Selena Gonzales is a junior at FLC majoring in criminology and justice studies, with a minor Native American & Indigenous Studies. She, too, was named the FLC Hozhoni Ambassador First Attendant and emphasized that the powwow aims not only to highlight but also to preserve Indigenous cultures.

“It’s super heartwarming, honestly,” Gonzales, who is of Diné and Hispanic heritage, said. “For some Indigenous students, they’re thousands of miles away from home, so seeing that representation always has a healing effect, which is the purpose of these dances – to heal us.”

Tom Stritkus, FLC President and Heather Shotton, VP of Diversity AffairsThe multi-day event brought singers and dancers from all over the country, some of whom participated in a variety of competitions, with different dance categories like golden age, tiny tots, and style of dance.
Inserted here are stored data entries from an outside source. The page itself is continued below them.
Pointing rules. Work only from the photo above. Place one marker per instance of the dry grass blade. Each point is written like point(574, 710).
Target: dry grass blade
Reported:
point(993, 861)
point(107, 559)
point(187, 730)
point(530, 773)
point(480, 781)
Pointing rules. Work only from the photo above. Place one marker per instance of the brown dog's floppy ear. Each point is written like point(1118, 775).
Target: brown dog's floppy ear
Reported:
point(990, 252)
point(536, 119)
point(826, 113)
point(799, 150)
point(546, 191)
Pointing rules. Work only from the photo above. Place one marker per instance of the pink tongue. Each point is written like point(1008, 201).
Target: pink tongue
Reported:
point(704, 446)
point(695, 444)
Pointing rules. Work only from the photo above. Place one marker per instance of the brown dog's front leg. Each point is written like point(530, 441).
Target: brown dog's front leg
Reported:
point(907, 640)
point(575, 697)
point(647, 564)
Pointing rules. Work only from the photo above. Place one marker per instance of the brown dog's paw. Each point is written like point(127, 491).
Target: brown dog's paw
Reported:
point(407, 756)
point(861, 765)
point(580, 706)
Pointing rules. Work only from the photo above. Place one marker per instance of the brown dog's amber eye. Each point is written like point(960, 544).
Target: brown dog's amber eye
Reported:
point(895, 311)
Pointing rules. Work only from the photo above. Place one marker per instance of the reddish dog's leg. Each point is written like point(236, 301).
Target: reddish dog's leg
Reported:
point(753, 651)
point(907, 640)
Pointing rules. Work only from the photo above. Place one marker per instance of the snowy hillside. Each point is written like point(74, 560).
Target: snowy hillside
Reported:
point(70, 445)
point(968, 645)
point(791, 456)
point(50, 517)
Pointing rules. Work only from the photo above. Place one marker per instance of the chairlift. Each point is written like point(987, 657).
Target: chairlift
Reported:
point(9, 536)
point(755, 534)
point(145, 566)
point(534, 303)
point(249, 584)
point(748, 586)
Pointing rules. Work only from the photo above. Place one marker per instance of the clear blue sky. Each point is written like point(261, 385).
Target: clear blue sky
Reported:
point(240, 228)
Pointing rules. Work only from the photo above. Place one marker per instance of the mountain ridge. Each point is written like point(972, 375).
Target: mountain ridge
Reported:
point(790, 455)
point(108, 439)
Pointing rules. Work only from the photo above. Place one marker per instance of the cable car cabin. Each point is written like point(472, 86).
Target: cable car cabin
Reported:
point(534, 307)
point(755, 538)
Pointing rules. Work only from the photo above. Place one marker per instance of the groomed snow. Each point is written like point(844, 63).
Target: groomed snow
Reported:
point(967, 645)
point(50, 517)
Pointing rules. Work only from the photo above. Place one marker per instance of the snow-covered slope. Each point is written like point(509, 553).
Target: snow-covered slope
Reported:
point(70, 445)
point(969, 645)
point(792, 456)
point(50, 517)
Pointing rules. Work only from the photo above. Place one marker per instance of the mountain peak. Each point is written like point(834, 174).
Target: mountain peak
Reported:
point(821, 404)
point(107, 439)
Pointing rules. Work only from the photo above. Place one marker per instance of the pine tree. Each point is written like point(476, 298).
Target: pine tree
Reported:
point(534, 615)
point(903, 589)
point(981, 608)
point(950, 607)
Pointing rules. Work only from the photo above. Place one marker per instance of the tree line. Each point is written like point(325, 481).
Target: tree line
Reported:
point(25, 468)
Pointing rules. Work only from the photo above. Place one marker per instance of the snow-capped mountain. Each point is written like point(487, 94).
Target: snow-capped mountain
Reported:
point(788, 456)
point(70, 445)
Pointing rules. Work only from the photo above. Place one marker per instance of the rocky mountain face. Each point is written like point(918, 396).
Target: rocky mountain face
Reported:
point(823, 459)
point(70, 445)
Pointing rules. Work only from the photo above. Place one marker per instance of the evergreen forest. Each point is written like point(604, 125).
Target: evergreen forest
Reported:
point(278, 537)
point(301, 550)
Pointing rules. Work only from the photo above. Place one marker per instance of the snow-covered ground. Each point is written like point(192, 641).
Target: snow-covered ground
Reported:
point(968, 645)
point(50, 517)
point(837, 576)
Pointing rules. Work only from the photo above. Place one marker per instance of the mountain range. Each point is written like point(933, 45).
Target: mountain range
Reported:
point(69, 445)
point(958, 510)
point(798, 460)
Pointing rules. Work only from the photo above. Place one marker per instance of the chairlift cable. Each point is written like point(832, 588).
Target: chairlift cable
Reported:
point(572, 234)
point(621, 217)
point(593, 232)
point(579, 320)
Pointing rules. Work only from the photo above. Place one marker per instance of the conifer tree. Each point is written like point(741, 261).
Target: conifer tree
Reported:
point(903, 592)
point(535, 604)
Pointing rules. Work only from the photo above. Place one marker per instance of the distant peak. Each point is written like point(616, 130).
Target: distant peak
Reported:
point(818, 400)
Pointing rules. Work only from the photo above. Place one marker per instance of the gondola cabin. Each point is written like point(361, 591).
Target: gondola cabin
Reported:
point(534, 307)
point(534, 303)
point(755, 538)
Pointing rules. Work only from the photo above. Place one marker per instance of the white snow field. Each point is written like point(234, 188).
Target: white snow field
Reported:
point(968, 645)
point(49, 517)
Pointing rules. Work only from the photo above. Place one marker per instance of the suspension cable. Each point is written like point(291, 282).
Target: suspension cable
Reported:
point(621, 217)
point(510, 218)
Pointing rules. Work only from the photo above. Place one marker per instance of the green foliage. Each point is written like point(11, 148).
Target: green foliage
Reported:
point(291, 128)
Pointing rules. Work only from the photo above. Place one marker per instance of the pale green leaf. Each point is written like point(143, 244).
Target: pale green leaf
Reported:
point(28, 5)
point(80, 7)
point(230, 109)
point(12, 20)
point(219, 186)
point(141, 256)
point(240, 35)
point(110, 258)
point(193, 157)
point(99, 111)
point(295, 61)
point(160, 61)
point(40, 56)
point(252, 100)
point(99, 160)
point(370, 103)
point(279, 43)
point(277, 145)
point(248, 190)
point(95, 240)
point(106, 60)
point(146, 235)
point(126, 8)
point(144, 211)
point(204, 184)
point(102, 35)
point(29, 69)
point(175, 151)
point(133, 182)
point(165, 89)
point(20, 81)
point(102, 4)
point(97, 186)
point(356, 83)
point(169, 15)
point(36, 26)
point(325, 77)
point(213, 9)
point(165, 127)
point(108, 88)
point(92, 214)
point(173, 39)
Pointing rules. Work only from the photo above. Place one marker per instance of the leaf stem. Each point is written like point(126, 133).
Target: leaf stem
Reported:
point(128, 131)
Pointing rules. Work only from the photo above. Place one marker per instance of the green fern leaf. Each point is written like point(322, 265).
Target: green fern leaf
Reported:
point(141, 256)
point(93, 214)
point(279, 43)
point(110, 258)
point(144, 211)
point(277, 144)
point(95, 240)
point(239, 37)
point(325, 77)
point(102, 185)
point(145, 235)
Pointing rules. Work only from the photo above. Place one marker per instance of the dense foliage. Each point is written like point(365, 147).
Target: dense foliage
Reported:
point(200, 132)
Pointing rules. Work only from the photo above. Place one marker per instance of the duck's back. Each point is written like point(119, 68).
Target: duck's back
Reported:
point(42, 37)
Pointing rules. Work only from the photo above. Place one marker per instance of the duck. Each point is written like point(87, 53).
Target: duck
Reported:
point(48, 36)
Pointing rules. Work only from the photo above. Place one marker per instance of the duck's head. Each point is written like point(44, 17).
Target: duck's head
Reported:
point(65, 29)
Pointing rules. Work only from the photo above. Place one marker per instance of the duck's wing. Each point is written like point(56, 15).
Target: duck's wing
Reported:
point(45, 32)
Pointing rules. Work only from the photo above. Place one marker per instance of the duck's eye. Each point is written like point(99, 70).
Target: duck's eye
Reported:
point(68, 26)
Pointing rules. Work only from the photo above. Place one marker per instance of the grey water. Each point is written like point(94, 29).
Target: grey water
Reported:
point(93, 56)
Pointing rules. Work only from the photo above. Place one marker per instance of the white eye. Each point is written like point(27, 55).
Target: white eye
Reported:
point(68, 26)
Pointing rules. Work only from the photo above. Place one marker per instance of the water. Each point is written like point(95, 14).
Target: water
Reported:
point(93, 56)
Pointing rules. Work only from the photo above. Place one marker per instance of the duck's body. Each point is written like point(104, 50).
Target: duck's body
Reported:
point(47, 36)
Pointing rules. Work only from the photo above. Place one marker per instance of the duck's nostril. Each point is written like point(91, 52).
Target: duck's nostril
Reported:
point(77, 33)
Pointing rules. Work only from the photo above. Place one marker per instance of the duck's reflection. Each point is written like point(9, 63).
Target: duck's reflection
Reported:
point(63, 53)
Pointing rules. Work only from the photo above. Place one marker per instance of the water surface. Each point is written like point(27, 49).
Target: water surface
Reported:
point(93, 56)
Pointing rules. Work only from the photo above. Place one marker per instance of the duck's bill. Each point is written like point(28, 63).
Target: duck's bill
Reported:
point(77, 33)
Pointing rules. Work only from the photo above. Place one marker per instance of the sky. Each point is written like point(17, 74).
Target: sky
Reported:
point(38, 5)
Archie Whitegoat, a Diné from New Mexico, shared that he competes in powwows nationwide, but this year marked his first participation in Hozhoni Days. On Saturday, he was prepared to enter the competitions in the chicken and grass dance categories.

“I grew up in powwow circles, and it became what I know and what I want to do,” he said. “When you’re dancing, it is such a good feeling. And all around, your friends slowly become your family.”

Williams said this year’s event would not have been possible without the help of countless volunteers from FLC’s staff, faculty, administrators, and students, as well as community members.

“The entire campus comes together and helps with this event, which always makes it successful,” she said.